Dreams have fascinated me since childhood. My dreams always seemed so real and full of meaning. Hours after dreaming, I could recall in detail the images, voices, and symbols. Most often I didn’t know the meaning immediately, but I sensed it was important information that I needed to figure out. As if a secret message in code needed to be deciphered through careful observation with a willingness to embrace the hidden truth about myself and the world around me.
Sometimes I felt like Cinderella waking up in the middle of a dream… finding myself in an exciting, glamorous, improbable, far-fetched life. And then I would wonder, does one use dreams to rehearse life? Or life to rehearse dreams? Or perhaps I’ve awakened to a life I dreamed of living.
As a kid, one of my greatest role models was my great-aunt Gladys. A retired school teacher, she married a banker and they traveled the world. Once a teacher, always a teacher, she sent picture postcards from her travels to family and friends.

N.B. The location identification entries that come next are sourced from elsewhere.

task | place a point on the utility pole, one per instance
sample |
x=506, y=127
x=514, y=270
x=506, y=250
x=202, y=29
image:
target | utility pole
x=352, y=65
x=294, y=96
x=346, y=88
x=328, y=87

It was so exciting for me to receive her postcards from far-away places. Before going to sleep, I would place the postcard on my heart and imagine it was a magic carpet that would fly me to the place on the picture postcard. Her postcards encouraged me to travel and explore our great big wonderful planet. Years later, as a young adult, I began traveling and have now visited most of the places Aunt Gladys explored.
Visiting Buenos Aires, Argentina in 2000, I was reminded of a postcard Aunt Gladys had sent me as a child. It was of a beautiful couple in a dramatic pose—dancing tango in a square. Watching tango dancers live in Buenos Aires, I smiled. Dramatic indeed!
To honor my great aunt and her positive influence in my life, I wrote a children’s book titled “Postcard Passages.” The above photo is of Great Aunt Gladys and Great Uncle Lyall riding camels in Egypt.
Today I live in a small beach town in Uruguay, not far from Buenos Aires. Last summer I met and became friends with a fellow writer who happens to be a tango dancer and teacher in Buenos Aires. Small world when you dream BIG.